Mr. Soemarno also claimed that an independent institution was necessary in relation to the available mineral reserves of any given mining company and stated that there was an important dilemma to address involving such mineral reserves. Indeed, despite the stipulations set out under the 1945 Constitution which state that earth, water and any natural resources contained therein should remain under the country’s control and must be utilized for the benefits of the people, companies that end up discovering coal reserves tend to consider such reserves as their own property.
Mr. Soemarno therefore asserted that a regulatory framework should be introduced in order to determine the percentages of reserve ownership. After all, in practice, mine owners are allowed to secure loans from international financial institutions while using their mineral reserves as collateral. It is therefore imperative that the government is ultimately able to clarify the percentages which can be granted to finders of reserves, and thus the percentages which are owned by the government.
Finally, Mr. Soemarno addressed the issue of licensing, asserting that any license should specify an expiration date. This expiration date can then be used as a basis to predict the total profit that can be generated during the operational lifetime of any mine. This information should also be included in a company’s profile, thus affecting its share value.
Should any divestment process be undertaken in the middle of a mine’s operational period, then the government and the relevant domestic companies should pay certain compensation fees in accordance with the total projected profit for the mine’s operational period.
Divestment: Formulating a Clear Purpose
Mr.

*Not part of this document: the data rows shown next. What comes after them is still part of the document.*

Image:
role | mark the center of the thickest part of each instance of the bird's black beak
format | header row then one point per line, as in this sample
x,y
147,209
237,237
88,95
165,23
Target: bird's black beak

Soemarno also claimed that the government should not be focusing exclusively on majority share ownership as the sole purpose of divestment, as there is also a pressing need to reinforce various instruments which support the divestment policy itself, so that the policy does not hinder the development of the national economy.
“This is essential for the country and for the nation. We cannot allow the existence of a divestment policy which does not generate any profit for Indonesia. Indonesia may well possess a greater portion of shares than foreign parties do, but what will be the consequences of taking ownership of so many shares? What will we sacrifice through the obtaining of so many shares?” asserted Mr. Soemarno.
In conclusion, Mr. Soemarno expressed his regret regarding the fact that the initial purpose of the divestment policy’s implementation had been to strengthen the role of government and domestic mining companies, but that this had been hampered by an unreasonable share price. However, if the assessment of any foreign shares is undertaken properly by an independent institution without any mark ups being introduced, then Mr. Soemarno claimed that both the government and domestic mining companies should be more than capable of purchasing the requisite foreign shares.